Nas últimas duas décadas, com a rápida adoção de smartphones e a digitalização global, superamos, em grande parte, as barreiras dos primeiros dias do comércio eletrônico. As tecnologias digitais passaram a rivalizar com a indústria, criaram economias inteiramente novas e transformaram a maneira como trabalhamos, vivemos e consumimos.
Olhando para o futuro, à medida que o comércio e os pagamentos evoluem, dispositivos móveis, big data, inteligência artificial e outros avanços estão mudando todas as faces de nossas vidas. O que imagino que acontecerá nos próximos dez anos? Difícil dizer, pois o mundo evolui de forma exponencial. Mas tenho algumas sugestões que gostaria de dividir com vocês.
O comércio vai se tornar contextual e os pagamentos se tornarão cada vez mais invisíveis
Já vimos uma grande mudança em como e onde o comércio é realizado: antes de 1999, você ia à loja; agora, a loja vai até você. Os anos seguintes viram o aumento acentuado do comércio online e móvel e a criação de novas modalidades, como entretenimento e serviços de assinatura direta ao consumidor. O setor de pagamentos inovou paralelamente a essas mudanças, para permitir que os usuários pagassem por bens e serviços de forma cada vez mais orgânica.

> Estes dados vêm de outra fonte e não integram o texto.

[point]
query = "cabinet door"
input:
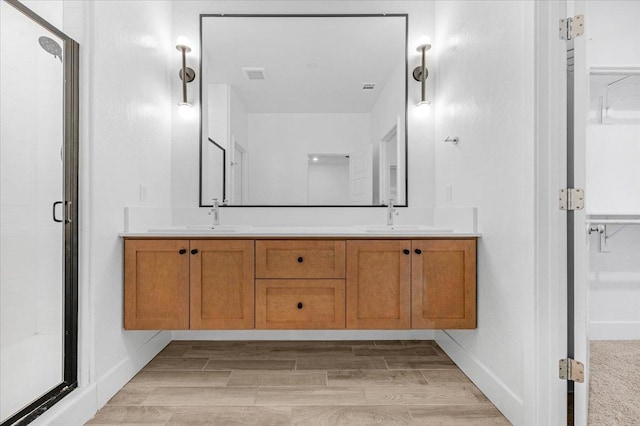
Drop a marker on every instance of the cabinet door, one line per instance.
(222, 288)
(378, 284)
(156, 285)
(444, 284)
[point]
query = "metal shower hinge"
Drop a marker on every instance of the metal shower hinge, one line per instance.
(571, 28)
(571, 199)
(572, 370)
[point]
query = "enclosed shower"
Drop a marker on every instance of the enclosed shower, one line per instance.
(38, 233)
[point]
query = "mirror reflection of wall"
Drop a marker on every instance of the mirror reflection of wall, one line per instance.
(278, 89)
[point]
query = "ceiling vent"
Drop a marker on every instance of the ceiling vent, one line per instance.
(254, 73)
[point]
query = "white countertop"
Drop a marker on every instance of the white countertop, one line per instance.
(364, 231)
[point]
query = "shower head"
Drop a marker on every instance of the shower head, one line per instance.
(51, 47)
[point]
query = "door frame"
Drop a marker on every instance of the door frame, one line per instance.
(70, 223)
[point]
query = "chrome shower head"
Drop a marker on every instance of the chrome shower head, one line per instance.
(51, 47)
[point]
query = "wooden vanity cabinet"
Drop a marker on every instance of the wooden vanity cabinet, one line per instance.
(297, 284)
(379, 284)
(156, 284)
(443, 280)
(189, 284)
(420, 284)
(221, 283)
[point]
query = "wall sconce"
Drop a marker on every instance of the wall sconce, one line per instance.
(421, 73)
(187, 75)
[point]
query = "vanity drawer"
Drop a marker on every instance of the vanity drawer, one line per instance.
(300, 259)
(300, 304)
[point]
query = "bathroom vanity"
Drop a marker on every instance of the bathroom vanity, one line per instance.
(346, 279)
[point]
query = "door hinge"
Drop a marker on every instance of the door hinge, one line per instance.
(571, 28)
(571, 199)
(572, 370)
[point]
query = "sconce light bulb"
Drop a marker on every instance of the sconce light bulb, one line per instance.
(185, 109)
(183, 42)
(424, 40)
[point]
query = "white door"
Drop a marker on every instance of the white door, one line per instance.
(578, 103)
(361, 177)
(237, 167)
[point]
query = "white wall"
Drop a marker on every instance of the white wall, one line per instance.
(485, 96)
(329, 184)
(612, 30)
(126, 109)
(279, 148)
(613, 182)
(386, 112)
(614, 278)
(420, 132)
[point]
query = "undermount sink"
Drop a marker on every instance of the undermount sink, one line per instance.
(399, 229)
(204, 229)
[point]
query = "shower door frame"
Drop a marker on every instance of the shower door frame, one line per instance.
(70, 223)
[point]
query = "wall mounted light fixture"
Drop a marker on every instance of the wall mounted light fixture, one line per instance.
(420, 73)
(187, 75)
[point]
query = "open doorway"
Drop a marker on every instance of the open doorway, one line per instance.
(606, 319)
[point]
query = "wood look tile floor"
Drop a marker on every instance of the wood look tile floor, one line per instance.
(300, 383)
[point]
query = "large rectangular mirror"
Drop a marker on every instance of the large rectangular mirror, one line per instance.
(310, 109)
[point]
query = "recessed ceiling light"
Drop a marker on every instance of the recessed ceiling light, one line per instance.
(254, 73)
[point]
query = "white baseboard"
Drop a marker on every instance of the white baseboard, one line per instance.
(498, 393)
(81, 405)
(113, 380)
(614, 330)
(305, 335)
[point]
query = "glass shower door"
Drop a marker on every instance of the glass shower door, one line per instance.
(35, 214)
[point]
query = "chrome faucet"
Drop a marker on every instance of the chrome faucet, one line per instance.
(215, 212)
(391, 211)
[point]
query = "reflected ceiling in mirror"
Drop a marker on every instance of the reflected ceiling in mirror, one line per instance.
(278, 91)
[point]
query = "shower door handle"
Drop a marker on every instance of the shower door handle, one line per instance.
(66, 206)
(53, 211)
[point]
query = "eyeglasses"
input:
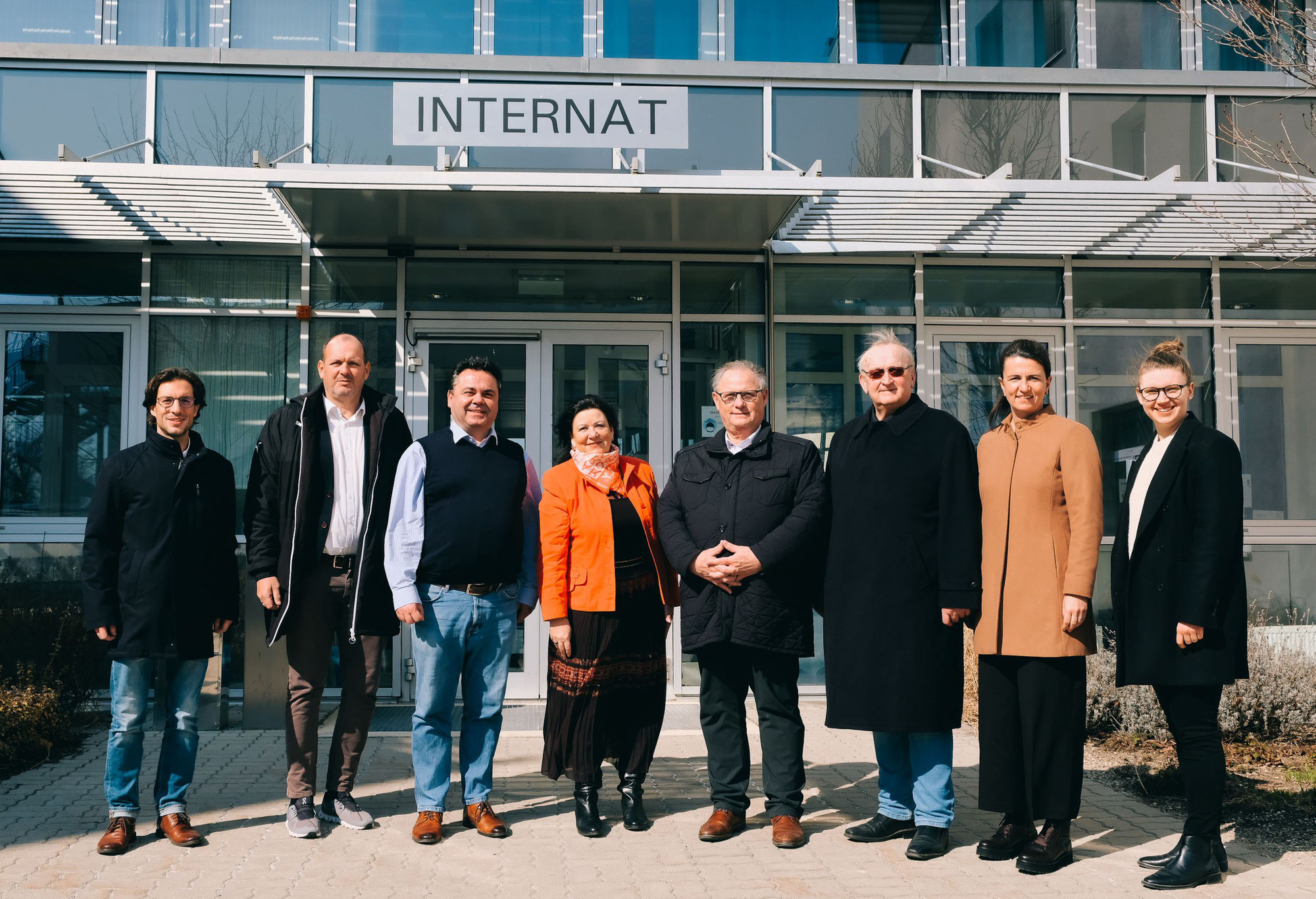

Na próxima fase do comércio, a contínua capacitação de dispositivos embaçará a linha entre consumo, experiências da vida cotidiana e o pagamento por essas experiências. Os comerciantes implementarão tecnologias de pagamento que tornarão o comércio o mais transparente possível. Quer um exemplo? Pense na última vez em que você usou um app de mobilidade. Você pagou quando pediu o carro, quando chegou em casa com segurança ou em algum lugar ao longo do caminho? Pois eu também não me lembro…
A engenhosidade humana ajudará a IA a entender o conceito de “criatividade”
Embora a Inteligência Artificial exista há cerca de 50 anos, a inteligência humana tem cerca de 200 mil anos de vantagem. Com o rápido avanço do machine learning e do deep learning, geralmente se debate se a IA ultrapassará a inteligência humana, que é uma coleção de faculdades intelectuais e emocionais. A IA não tem criatividade, emoção, compaixão ou amor – as coisas que nos tornam exclusivamente humanos.
A IA é a amplificação da criatividade humana, e não algo inatamente criativo. A razão pela qual ensinamos às máquinas o que sabemos é para levá-las onde estão hoje, mas não conseguimos substituir como nos sentimos com o que as máquinas podem fazer. O aprendizado profundo é baseado na modelagem do cérebro humano, e ainda não descobrimos como o cérebro realmente funciona. Ainda não estamos em posição de ensinar a uma máquina como o cérebro trabalha, muito menos a combinação entre cérebro e coração.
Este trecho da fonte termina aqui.